E, então, como ia contando, já fui parar na cadeia em 11 ocasiões. Não só isso: levei voz de prisão em seis idiomas – o que me torna um presidiário reincidente, mas poliglota. Semana passada, relembrei minhas detenções na Noruega, na Itália e na China. Se você não leu, escapou. Mas faltou espaço para as vezes em que fui preso em espanhol (duas) e em inglês (três). Quanto às três ocorrências sem lustro e sem graça na minha língua natal, declinarei de recordá-las, como já confessei.
Fui preso no México. Aconteceu em fevereiro de 1979, e foi assim: decidi dormir nas ruínas zapotecas de Monte Albán. Era para sacar a vibração. Aliás, tremenda bad vibe, bró... Esperei a noite cair, pulei a cerca e me instalei com meu saco de dormir ao pé do famoso "edifício J" (um milenar observatório astronômico). Sonhei que alguém me chutava no ombro. Acordei – e havia um guarda me chutando no ombro. Ele estava com um rifle apontado bem para o meu nariz. "Qué piensas, gringo?"
Na chefatura, argumentei que fora zapoteca numa vida anterior. Menti, é claro (fui maya quiché). Defendi com candente entusiasmo a superioridade física, intelectual e espiritual dos zapotecas sobre os toltecas, olmecas, chichimecas, tlaxcaltecas e qualquer outro povo eca desses aí. Saí da cadeia como um ilustrado Indiana Jones, que aliás sequer existia.
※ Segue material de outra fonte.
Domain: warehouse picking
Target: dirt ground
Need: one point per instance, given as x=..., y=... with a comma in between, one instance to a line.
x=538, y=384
Minhas três detenções seguintes foram por infrações de trânsito que extrapolaram as medidas. Fui preso no Chile, em janeiro de 1995. Vinha dirigindo pelas solidões solares dos salares do Atacama. A estrada era tão reta e deserta quanto a Transamazônica em 1974. Uma transdesertônica, por assim dizer. Como poderia eu supor que, de tocaia atrás de uma duna, havia dois carabineiros egressos dos tempos de Pinochet? E que a velocidade máxima eram míseros 90 km/h?
Fui pego pelos ratos do deserto, levado na viatura até Copiapó e posto na frente de um juiz com cara de sapo, papada balouçante e ar repugnante – uma espécie de Gilmar Mentes. Ele me inquiriu: Você é um infrator? Sim. Um irresponsável? Sim. Um cocô frito? Sim. Um cocô frito mole? Ah, não, aí não. Você já foi preso no Chile? Melhor concordar com o que eles dizem... Saí do tribunal me sentindo um cocô frito mole.
Fui preso nos arredores de Braselton, na Georgia, sul dos EUA, em 1996. Estava a 188 km/h – culpa da estrada perfeita, do som do REM e de um compromisso inadiável. Na delegacia, expliquei para o inspetor: "Estou atrasado para encontrar a Kim Basinger. E ela odeia atraso...". O cara riu na minha cara. Eu disse: "Liga para ela". Dei o número. Ela atendeu. Ela era dona da cidade. Dona de Braselton. Literalmente. Perguntou se eu havia cometido alguma barbaridade, além do excesso de velocidade. Disseram que não. Ela mandou me soltarem no ato. Saí da delegacia como o latin lover que nunca fui.
Bob Dylan certa vez escreveu: "Para viver fora da lei, você tem que ser honesto". Sou um fora da lei.